3. It handles multi-word context: After reading the text "one two three", it returns "three" for the context "one two". (You’ll need to write the remainder of these tests yourself.)

4. It shifts words out of context: After reading the text "one two three four",

   • it returns "four" for the context "two three", but
   • returns null for the context "one two three".

5. It respects the context size setting: If you create a new MarkVShaney object with a context size of 3 passed to the constructor, then after reading the text "one two three four",

   • it returns "four" for the context "one two three", but
   • returns null for the context "two three".

6. It handles multiple choices: This is a tricky one to test, because you are testing random behavior. After reading the example text above, "Jack be nimble, Jack be quick", if you call chooseNextWord over and over for the context "Jack be", you should eventually see both "nimble" and "quick" (and nothing else).
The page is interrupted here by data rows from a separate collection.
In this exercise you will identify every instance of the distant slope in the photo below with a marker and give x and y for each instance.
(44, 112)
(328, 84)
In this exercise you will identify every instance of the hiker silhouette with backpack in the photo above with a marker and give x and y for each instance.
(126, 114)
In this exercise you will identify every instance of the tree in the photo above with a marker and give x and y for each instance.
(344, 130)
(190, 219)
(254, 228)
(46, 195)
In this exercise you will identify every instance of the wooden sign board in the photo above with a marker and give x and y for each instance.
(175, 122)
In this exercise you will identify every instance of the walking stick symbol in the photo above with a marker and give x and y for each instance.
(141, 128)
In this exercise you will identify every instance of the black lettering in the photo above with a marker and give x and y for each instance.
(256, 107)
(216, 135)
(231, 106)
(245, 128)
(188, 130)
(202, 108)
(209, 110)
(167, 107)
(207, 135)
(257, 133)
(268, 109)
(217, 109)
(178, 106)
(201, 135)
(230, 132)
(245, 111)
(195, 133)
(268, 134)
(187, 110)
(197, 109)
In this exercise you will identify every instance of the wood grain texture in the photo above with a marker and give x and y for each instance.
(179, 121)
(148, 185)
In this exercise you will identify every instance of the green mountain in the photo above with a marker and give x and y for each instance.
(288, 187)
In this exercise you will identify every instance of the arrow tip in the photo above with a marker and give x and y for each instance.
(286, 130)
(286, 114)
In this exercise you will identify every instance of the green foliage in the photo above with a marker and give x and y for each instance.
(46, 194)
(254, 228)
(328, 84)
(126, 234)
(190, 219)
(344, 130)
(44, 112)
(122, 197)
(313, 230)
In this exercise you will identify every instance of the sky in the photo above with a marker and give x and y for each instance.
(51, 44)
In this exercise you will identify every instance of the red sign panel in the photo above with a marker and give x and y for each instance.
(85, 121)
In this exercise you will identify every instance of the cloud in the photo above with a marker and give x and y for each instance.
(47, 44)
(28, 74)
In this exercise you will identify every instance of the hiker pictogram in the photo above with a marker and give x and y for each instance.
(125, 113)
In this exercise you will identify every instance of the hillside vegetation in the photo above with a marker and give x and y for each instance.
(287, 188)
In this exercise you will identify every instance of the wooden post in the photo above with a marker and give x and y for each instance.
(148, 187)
   Stuck? Looking for alternatives? Here's an elegant way to do it with streams:

   Expand for hint

   @Test
   void handlesMultipleChoices() {
       mvs.readText("Jack be nimble, Jack be quick");
       Set<String> results = Stream
           .generate(() -> mvs.chooseNextWord(   // Repeatedly make a random choice...
               List.of("Jack", "be")))           // ...for the next word after these two...
           .limit(100)                           // ...100 times...
           .collect(Collectors.toSet());         // ...and collect the unique results
       assertEquals(Set.of("nimble,", "quick"), results);
   }

7. It generates text: It is not feasible to fully test the random behavior of the text generation. However, you can test that given input text which always produces only one choice for a given context, it will always generate the input string. In other words, after reading the text "Coding up a storm!", if you call generateText and collect the results to a list, you should get List.of("Coding", "up", "a", "storm!").

By the time you are done with these tests, you should have no more TODOs left in the source code!

All passing? Try running the MarkVShaney class. Its main method reads the text of several classic books and scrambles them together!

The AnimatedTextApp class (in the mvs.animation package) will use your MarkVShaney implementation to create a fancy-fun text generation visualization. Run it and enjoy! Hold down a key to create a text avalanche.